In 1992, Tinker made Love Makes a Family, a documentary about LGBTQ families. She hosted the "Love Makes a Family" radio show, and was founder and director of Love Makes a Family organization. Tinker was a founding member of the Gay and Lesbian Archives of the Pacific Northwest (now Oregon Queer History Collective), which was established in Portland, Oregon in 1994. In 1995 she attended the World Conference on Women in Beijing. She taught Quaker workshops on nonviolent change, under the title "Opening Hearts and Minds". "If you don't want to be attacking and defending all the time," she explained in a 1995 interview, "you have to start by not attacking." In 1996, she and Pamela Pegg made an exhibit for the Oregon State Fair from their collection of pins, clippings, photographs, and posters from LGBTQ activism; the exhibit was moved after its content raised concerns. She protested the Iraq War with Seriously Pissed-Off Grannies, and was arrested several times over the years for her non-violent political activities. A fellow activist once recalled, "If there was a demonstration and something she could get arrested about, she was there. Bonnie never knew a sideline to sit on."

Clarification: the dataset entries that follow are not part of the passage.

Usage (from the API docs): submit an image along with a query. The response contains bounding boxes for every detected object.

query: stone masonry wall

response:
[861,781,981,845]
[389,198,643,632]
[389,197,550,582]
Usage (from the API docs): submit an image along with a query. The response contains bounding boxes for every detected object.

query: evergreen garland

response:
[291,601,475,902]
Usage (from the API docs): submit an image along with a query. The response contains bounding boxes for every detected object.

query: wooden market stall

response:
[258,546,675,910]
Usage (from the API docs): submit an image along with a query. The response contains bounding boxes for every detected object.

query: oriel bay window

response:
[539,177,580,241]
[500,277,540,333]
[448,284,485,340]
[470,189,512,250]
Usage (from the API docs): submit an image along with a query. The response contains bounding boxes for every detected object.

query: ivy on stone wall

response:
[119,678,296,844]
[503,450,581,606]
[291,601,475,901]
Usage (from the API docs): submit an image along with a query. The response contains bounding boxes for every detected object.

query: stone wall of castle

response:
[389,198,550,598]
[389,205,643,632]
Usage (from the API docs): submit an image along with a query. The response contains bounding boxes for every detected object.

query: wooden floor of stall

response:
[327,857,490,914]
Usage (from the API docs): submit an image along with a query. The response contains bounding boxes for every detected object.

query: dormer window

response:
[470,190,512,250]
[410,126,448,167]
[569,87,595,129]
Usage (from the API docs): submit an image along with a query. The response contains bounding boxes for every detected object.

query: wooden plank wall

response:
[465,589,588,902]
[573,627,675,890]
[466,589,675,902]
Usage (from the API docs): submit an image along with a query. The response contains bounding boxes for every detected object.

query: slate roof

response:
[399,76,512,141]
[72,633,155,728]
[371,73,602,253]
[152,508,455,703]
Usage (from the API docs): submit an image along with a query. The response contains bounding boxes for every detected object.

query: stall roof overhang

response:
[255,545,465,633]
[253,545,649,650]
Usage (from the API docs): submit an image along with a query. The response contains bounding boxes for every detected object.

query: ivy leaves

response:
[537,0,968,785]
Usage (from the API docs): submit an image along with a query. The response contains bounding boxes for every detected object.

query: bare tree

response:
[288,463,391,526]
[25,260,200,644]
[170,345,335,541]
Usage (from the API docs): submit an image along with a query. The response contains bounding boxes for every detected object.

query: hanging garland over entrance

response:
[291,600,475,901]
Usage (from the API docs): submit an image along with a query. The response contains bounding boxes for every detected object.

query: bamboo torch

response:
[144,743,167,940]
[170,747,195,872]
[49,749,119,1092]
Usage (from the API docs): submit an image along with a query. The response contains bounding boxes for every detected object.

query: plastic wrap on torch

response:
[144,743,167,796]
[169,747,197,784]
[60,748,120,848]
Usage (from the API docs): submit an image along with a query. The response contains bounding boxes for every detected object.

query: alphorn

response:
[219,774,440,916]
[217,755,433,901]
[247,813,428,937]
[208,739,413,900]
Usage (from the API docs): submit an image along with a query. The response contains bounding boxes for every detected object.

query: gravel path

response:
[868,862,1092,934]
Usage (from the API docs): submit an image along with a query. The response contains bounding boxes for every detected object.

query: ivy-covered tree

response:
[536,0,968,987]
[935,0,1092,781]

== Personal life and legacy ==
Bonnie Tinker came out as a lesbian in the 1970s. Tinker and her partner Sharon Keeler adopted a daughter, Connie. Tinker married her longtime partner Sara Graham in 2004, during a brief window of legalized same-sex marriage that year in Oregon. Tinker and Graham raised their sons Josh and Alex together. Their family was featured on a 2001 segment of ABC's 20/20 about gay and lesbian parents. Tinker died in a traffic accident in 2009, at the age of 61, while riding her bicycle on the Virginia Tech campus in Blacksburg, Virginia. The Love Makes a Family organization also ended in 2009. There is a large collection of her papers, recordings, and photographs in the Oregon Historical Society Research Library. The Bonnie Tinker Emergency Shelter in Portland is named in her memory. In 2013, she was posthumously awarded a Doctor of Laws degree by Grinnell College.